Os B.O's. da política - René Ruschel
Os B.Os. da política
René Ruschel
Em depoimento à CPI dos medicamentos, em Brasília, um empresário curitibano revelou que a máfia da indústria farmacêutica tinha um codinome próprio para enganar os milhões de brasileiros nas compras de remédios: B.O. Ou seja, bom para otário.
Trata-se das posologias químicas sem nenhum valor terapêutico cujo objetivo é exatamente roubar o povo para encher às burras dos fabricantes. A partir da sucessão de escândalos e falcatruas políticas que têm vindo à tona nos últimos tempos ficamos questionando se os nossos homens públicos com raras e honrosas exceções imaginam que, de fato, somos um bando de otários.
A mais recente manifestação de escárnio ao povo brasileiro deu-se com as declarações da Sra. Nicéa Pitta sobre o envolvimento de seu marido, Celso Pitta, prefeito de São Paulo, em corrupção deliberada na compra dos votos de vereadores, na locupletação generalizada de proprinas e assalto aos cofres públicos.
Pior: por tratar-se de uma das maiores cidades do mundo, com o terceiro maior orçamento da União, o saldo destes valores poderá atingir a bilhões de dólares e com ramificações que ultrapassaram os limites do palácio das Indústrias, sede do governo local. Assim, por uma questão lógica e racional, qualquer cidadão medianamente dotado pode avalisar que recursos desta monta não tomariam o rumo de contas bancárias no Brasil ou no exterior, particulares ou de empresas, sem o aval ou aquiescência de altos figurões da pátria verde-amarela.
Diante disso, é difícil avaliar ou mesmo compreender como nós, brasileiros, conseguimos conviver quase que harmonicamente com tamanha corrupção em todos os níveis da vida pública nacional. Será que somos demasiadamente apáticos? Será que não há uma saída pacífica e legal para mudar este estado de coisas?

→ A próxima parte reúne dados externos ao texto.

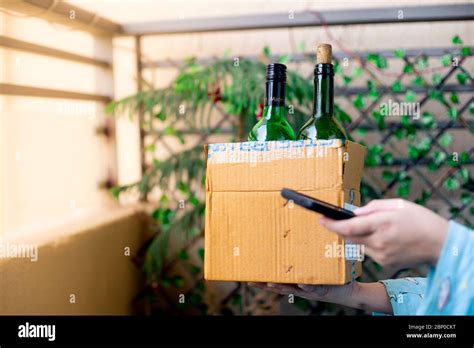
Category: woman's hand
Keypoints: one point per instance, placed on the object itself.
(395, 232)
(367, 296)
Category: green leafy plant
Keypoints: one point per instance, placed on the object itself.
(233, 87)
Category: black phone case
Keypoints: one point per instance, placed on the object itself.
(324, 208)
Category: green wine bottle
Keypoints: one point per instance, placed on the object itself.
(322, 124)
(273, 124)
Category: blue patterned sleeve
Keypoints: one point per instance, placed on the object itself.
(450, 287)
(405, 294)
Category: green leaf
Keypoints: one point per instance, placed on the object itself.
(408, 69)
(388, 158)
(361, 131)
(466, 198)
(359, 102)
(457, 40)
(397, 86)
(423, 62)
(462, 78)
(446, 60)
(413, 152)
(453, 113)
(452, 183)
(194, 201)
(357, 72)
(428, 120)
(418, 81)
(437, 78)
(161, 116)
(464, 173)
(388, 176)
(464, 157)
(446, 140)
(466, 51)
(410, 96)
(454, 98)
(400, 53)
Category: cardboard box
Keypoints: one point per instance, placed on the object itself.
(254, 234)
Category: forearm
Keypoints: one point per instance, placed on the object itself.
(371, 297)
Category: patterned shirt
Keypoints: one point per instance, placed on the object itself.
(449, 287)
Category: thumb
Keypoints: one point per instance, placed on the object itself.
(381, 205)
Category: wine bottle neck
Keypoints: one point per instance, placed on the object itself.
(323, 92)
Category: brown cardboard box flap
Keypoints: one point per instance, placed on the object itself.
(253, 234)
(270, 166)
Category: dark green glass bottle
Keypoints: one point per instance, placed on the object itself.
(273, 124)
(323, 124)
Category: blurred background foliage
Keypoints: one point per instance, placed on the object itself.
(233, 88)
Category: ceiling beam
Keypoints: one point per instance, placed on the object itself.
(66, 14)
(308, 18)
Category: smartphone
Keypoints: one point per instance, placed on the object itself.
(327, 209)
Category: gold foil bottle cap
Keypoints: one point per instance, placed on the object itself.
(323, 54)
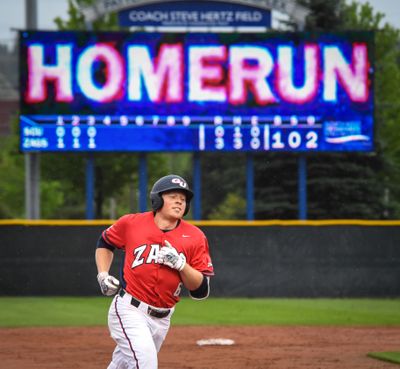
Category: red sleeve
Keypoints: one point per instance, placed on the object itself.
(201, 259)
(115, 234)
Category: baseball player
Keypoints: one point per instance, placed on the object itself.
(162, 252)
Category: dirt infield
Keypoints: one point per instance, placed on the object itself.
(255, 348)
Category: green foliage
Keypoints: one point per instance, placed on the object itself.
(233, 207)
(12, 183)
(222, 174)
(92, 311)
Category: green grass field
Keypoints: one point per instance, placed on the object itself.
(92, 311)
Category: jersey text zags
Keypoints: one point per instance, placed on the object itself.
(151, 257)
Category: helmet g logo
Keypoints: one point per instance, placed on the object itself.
(180, 182)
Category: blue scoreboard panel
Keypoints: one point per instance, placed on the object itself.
(117, 91)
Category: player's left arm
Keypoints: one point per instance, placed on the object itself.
(191, 278)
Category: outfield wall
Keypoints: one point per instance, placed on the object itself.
(251, 259)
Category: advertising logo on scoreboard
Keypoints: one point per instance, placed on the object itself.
(117, 91)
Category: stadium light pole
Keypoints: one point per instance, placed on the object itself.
(32, 160)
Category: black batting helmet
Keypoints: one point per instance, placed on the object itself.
(168, 183)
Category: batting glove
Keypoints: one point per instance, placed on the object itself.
(108, 284)
(170, 257)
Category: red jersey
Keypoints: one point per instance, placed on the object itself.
(141, 239)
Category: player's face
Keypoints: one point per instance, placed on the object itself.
(174, 204)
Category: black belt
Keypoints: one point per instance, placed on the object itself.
(151, 311)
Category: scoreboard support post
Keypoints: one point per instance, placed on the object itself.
(142, 182)
(32, 185)
(302, 186)
(197, 186)
(250, 186)
(90, 180)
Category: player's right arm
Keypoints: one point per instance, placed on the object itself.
(111, 238)
(104, 258)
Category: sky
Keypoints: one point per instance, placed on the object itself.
(12, 15)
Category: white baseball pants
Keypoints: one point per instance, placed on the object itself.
(138, 335)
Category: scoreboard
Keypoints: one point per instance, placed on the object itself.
(118, 91)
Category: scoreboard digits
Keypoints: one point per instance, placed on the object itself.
(213, 133)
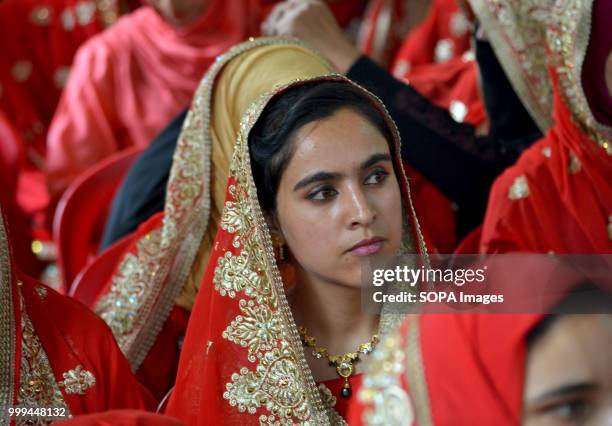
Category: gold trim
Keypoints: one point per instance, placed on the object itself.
(568, 39)
(8, 328)
(280, 380)
(517, 32)
(186, 216)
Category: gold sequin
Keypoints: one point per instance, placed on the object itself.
(444, 50)
(41, 291)
(401, 68)
(574, 166)
(41, 15)
(77, 381)
(22, 70)
(519, 188)
(38, 387)
(458, 110)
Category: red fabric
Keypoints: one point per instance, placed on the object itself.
(122, 418)
(208, 359)
(72, 335)
(564, 212)
(441, 23)
(481, 382)
(445, 81)
(127, 83)
(44, 36)
(86, 202)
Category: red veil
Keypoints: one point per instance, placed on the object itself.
(55, 352)
(558, 197)
(242, 361)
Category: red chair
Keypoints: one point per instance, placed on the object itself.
(12, 157)
(82, 211)
(91, 280)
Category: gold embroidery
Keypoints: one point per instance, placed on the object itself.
(41, 15)
(8, 328)
(280, 381)
(38, 387)
(273, 385)
(21, 71)
(444, 50)
(519, 188)
(386, 401)
(77, 381)
(568, 39)
(186, 216)
(119, 307)
(517, 32)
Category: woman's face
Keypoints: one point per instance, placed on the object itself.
(179, 13)
(569, 373)
(339, 200)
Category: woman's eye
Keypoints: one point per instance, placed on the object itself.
(322, 193)
(570, 412)
(375, 177)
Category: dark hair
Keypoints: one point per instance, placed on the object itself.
(271, 139)
(585, 298)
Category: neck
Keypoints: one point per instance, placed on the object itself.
(332, 314)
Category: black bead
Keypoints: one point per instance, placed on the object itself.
(346, 392)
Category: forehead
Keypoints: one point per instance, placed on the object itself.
(577, 348)
(341, 141)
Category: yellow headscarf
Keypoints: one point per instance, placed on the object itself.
(169, 262)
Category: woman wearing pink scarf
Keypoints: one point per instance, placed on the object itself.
(129, 81)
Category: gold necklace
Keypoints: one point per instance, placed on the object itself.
(345, 363)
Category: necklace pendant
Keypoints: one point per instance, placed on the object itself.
(346, 391)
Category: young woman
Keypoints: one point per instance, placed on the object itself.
(57, 359)
(151, 293)
(316, 186)
(507, 370)
(558, 196)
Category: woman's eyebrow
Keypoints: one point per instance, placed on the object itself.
(375, 158)
(315, 177)
(322, 176)
(566, 390)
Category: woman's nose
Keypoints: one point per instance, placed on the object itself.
(360, 208)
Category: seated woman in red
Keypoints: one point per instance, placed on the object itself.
(57, 354)
(316, 186)
(558, 196)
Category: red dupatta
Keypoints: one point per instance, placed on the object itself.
(56, 353)
(558, 197)
(243, 361)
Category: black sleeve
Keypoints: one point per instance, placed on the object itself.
(143, 191)
(447, 153)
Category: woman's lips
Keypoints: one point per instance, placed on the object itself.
(368, 247)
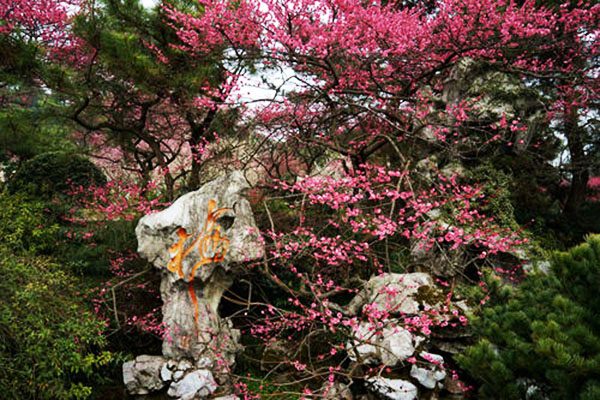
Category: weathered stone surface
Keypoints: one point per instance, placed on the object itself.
(393, 345)
(428, 377)
(393, 389)
(143, 375)
(394, 293)
(337, 391)
(199, 383)
(165, 373)
(195, 242)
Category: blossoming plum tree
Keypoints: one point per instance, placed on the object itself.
(375, 85)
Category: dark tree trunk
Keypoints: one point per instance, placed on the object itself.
(578, 166)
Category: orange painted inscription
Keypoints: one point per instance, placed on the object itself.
(211, 246)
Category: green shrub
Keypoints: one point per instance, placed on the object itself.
(49, 343)
(24, 226)
(542, 338)
(49, 174)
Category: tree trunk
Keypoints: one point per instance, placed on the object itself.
(578, 165)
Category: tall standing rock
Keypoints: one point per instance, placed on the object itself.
(196, 243)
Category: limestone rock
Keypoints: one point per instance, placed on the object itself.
(143, 375)
(165, 373)
(337, 391)
(393, 389)
(428, 377)
(198, 383)
(391, 346)
(195, 243)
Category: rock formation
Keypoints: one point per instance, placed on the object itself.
(196, 243)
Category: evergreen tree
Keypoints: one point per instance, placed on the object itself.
(542, 338)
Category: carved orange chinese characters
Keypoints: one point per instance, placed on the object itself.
(212, 247)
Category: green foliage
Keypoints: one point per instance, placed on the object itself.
(542, 338)
(53, 173)
(49, 345)
(24, 226)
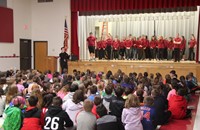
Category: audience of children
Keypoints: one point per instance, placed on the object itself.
(106, 121)
(148, 112)
(131, 114)
(32, 115)
(86, 116)
(89, 101)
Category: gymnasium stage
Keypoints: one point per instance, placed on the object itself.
(127, 66)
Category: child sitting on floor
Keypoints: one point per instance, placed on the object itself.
(148, 113)
(32, 115)
(178, 106)
(131, 114)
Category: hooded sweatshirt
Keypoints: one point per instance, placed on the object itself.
(72, 109)
(56, 119)
(68, 96)
(106, 101)
(32, 119)
(178, 106)
(13, 118)
(131, 118)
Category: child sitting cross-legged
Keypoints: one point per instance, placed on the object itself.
(13, 113)
(148, 113)
(131, 114)
(32, 115)
(106, 122)
(86, 120)
(178, 105)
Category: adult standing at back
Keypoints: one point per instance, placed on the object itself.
(64, 57)
(177, 43)
(91, 41)
(192, 45)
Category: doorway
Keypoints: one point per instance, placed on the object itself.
(25, 54)
(40, 54)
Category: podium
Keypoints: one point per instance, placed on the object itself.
(50, 64)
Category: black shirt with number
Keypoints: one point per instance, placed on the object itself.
(57, 119)
(64, 57)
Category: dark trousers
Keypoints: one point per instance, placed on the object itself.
(128, 53)
(101, 54)
(191, 54)
(115, 54)
(153, 53)
(147, 53)
(121, 52)
(140, 53)
(160, 53)
(176, 54)
(109, 49)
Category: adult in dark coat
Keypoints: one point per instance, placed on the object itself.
(64, 57)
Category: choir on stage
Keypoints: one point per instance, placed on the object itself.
(133, 48)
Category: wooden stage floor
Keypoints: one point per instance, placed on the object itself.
(127, 66)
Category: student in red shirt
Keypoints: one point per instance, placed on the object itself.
(192, 45)
(178, 105)
(182, 47)
(134, 49)
(170, 46)
(103, 48)
(109, 43)
(116, 48)
(165, 48)
(128, 46)
(153, 45)
(98, 48)
(91, 41)
(140, 48)
(161, 46)
(122, 48)
(146, 48)
(177, 41)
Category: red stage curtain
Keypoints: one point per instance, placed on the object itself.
(198, 36)
(74, 34)
(6, 25)
(113, 5)
(102, 5)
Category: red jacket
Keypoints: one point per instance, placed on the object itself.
(128, 44)
(103, 44)
(94, 111)
(182, 45)
(178, 106)
(139, 44)
(99, 45)
(153, 44)
(121, 44)
(192, 43)
(170, 45)
(145, 43)
(32, 119)
(134, 43)
(115, 45)
(177, 40)
(91, 41)
(109, 42)
(161, 44)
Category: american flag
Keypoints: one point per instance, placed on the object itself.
(66, 35)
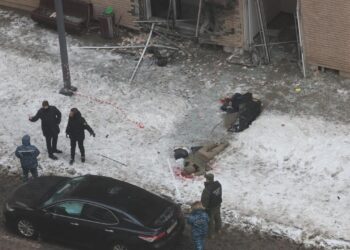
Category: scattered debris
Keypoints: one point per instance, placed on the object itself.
(197, 158)
(241, 111)
(123, 164)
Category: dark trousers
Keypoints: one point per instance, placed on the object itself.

Nos ensinaram por muitos anos, principalmente às gerações pós-64, que a democracia era o caminho adequado para as transformações que tanto ansiávamos pela longa noite da ditadura militar. A democracia chegou mas a corrupção continua latente e impune, como antes. A diferença fundamental é que agora sabemos de sua existência.
A democracia, sem dúvida, é uma condição necessária para buscarmos soluções que alterem esta prática tão nefasta e incrustada há décadas na vida pública brasileira. Mas, por si só, não chegará a lugar nenhum. Em paralelo, será preciso vontade política e decisão firme daqueles que dirigem a Nação.
Vivemos no País das CPIs, sejam elas de anões, orçamento, precatórios, narcotráfico, quando verdadeiros absurdos são constatados, mas poucos são punidos. São os mais diversos tipos e maneiras de fraudes e roubos sem resultados práticos; quando muito, alguns raias miúdas acabam mofando num xadrez qualquer em nome da moralidade e justiça.
Vivemos no Brasil um processo de causa e efeito: os políticos querem mudanças desde que não se altere o status-quo; mas para haver mudanças de fato é preciso romper com o status-quo. Então, o melhor é praticar a regra do deixa estar para ver como é que fica. Enquanto isso, a miséria social campeia por todos os rincões da pátria amada. Só para se ter uma idéia desta mazela, às falcatruas supostamente cometidas pela administração Celso Pitta segundo avaliações ainda preliminares são muito superiores ao orçamento total da saúde no município de São Paulo.
Nós, os milhões de brasileiros, não somos nem de longe um bando de otários os B.Os. da política. Somos, sim, vítimas de uma classe política incapaz de sensibilizar-se ante o drama do desemprego, de fome, da violência, da falta de saúde pública, de educação básica e fundamental a milhões de crianças, sem falar na secular miséria total e absoluta que impera em todo o nordeste brasileiro.
O único caminho disponível para romper com o status-quo está na organização da sociedade em seus diversos segmentos. Por mais tímido que possa parecer este movimento, ele deve começar em cada cabeça, em cada consciência, em cada gesto e cada palavra.
Em São Paulo, os cara-pintadas voltaram às ruas e começaram a lavar a calçada defronte da prefeitura e da Câmara de Vereadores. Seria muito bom se cada brasileiro, a exemplo do provérbio chinês, iniciasse a limpeza dentro de sua própria casa.
- RENÉ RUSCHEL é economista, graduado e pós-graduado pela UFPR.